Data isolationYour production tenantFully isolated. Nothing flows between sandbox and production.
Rate limitsProduction fair-use limitsOften more relaxed. Coordinate load testing with support.
Feature flagsMatch your tierCan expose features early for evaluation
Data persistencePermanentCan be reset on request. Sandboxes expire if dormant for long periods.
SLAProduction SLANone. Sandboxes are best-effort.
WebhooksLive to your real consumersConfigurable. The default is a sink, so test events don’t reach your production consumers.
The most common stumbling block is auth credentials. API keys and OAuth apps are environment-scoped, so you have to register them inside the sandbox tenant. Using production credentials against sandbox (or the other way around) will result in 401 Unauthorized errors.

What data is available

When the sandbox is provisioned, you choose its starting state:
  • Blank org: an empty tenant. You populate parts, procedures, and runs as part of testing.
  • Seeded demo data: pre-populated with example parts, BOMs, and procedures. Best for new-developer onboarding.
  • Snapshot of your production tenant: a copy of your real data at a point in time, with sensitive fields scrubbed. Best for reproducing production-only bugs. This option can be subject to compliance or legal review depending on your contract.
Sandboxes don’t auto-sync from production. To get a fresh snapshot months later, request a refresh from support.

Best practices

  • Seed test data programmatically. A script that creates a full part, procedure, run, and installation chain is easier to re-run than rebuilding state by hand each time the sandbox resets.
  • Tag webhook payloads. When testing webhooks, prefix the consumer URL or set a header such as X-Test-Run: 1. This lets you distinguish sandbox-driven events from real ones in your downstream system.
  • Smoke-test your integration after every sandbox reset. Even fully scripted setup occasionally drifts.

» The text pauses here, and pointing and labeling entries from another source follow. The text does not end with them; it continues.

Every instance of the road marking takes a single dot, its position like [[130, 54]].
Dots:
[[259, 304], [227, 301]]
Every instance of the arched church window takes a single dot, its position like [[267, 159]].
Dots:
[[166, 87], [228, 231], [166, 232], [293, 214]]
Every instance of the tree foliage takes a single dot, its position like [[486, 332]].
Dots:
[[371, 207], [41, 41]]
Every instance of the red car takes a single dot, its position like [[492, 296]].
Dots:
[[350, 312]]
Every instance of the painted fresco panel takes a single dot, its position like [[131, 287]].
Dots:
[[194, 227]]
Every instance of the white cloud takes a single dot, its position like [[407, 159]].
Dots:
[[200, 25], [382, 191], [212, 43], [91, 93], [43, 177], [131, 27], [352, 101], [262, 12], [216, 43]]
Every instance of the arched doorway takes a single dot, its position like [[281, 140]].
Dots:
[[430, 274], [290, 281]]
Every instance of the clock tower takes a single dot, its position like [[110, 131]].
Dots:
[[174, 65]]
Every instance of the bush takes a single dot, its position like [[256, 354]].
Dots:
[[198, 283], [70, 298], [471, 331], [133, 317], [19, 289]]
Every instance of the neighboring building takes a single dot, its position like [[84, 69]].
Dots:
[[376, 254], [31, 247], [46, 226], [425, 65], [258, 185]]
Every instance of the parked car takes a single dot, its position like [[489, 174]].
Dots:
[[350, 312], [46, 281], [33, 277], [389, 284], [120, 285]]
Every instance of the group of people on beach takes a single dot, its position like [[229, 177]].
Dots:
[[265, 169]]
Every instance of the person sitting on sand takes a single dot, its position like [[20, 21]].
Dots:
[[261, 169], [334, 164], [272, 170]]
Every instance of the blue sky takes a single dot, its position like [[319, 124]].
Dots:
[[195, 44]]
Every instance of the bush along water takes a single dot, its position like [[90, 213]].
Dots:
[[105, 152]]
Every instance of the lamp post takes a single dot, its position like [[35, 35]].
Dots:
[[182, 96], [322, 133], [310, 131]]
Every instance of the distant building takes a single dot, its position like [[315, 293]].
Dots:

Promoting an integration from sandbox to production

When your integration works in sandbox and you’re ready for production:
  1. Register production credentials. Create a new API key or OAuth app registration in the production tenant. Don’t reuse sandbox credentials.
  2. Swap the environment config. Update your service’s environment variables, such as ION_BASE_URL and ION_TOKEN, to point at production.
  3. Verify with read-only operations first. Start with me or a list query before any mutations.
  4. Roll out gradually. If your integration writes to ION, ramp the volume rather than turning it on at full throughput. Watch for 4xx error rates and back off if they spike.
  5. Keep the sandbox credentials. You’ll want them for the next iteration, for hotfixes, or for reproducing production issues without touching live data.
Coordinate load testing with support. Sandboxes share infrastructure with other tenants. ION throttles sustained high-volume tests, such as 10,000 QPS.
A sandbox is not a staging environment. It’s for integration development. ION’s own staging environment, where new ION features are tested, is strictly internal.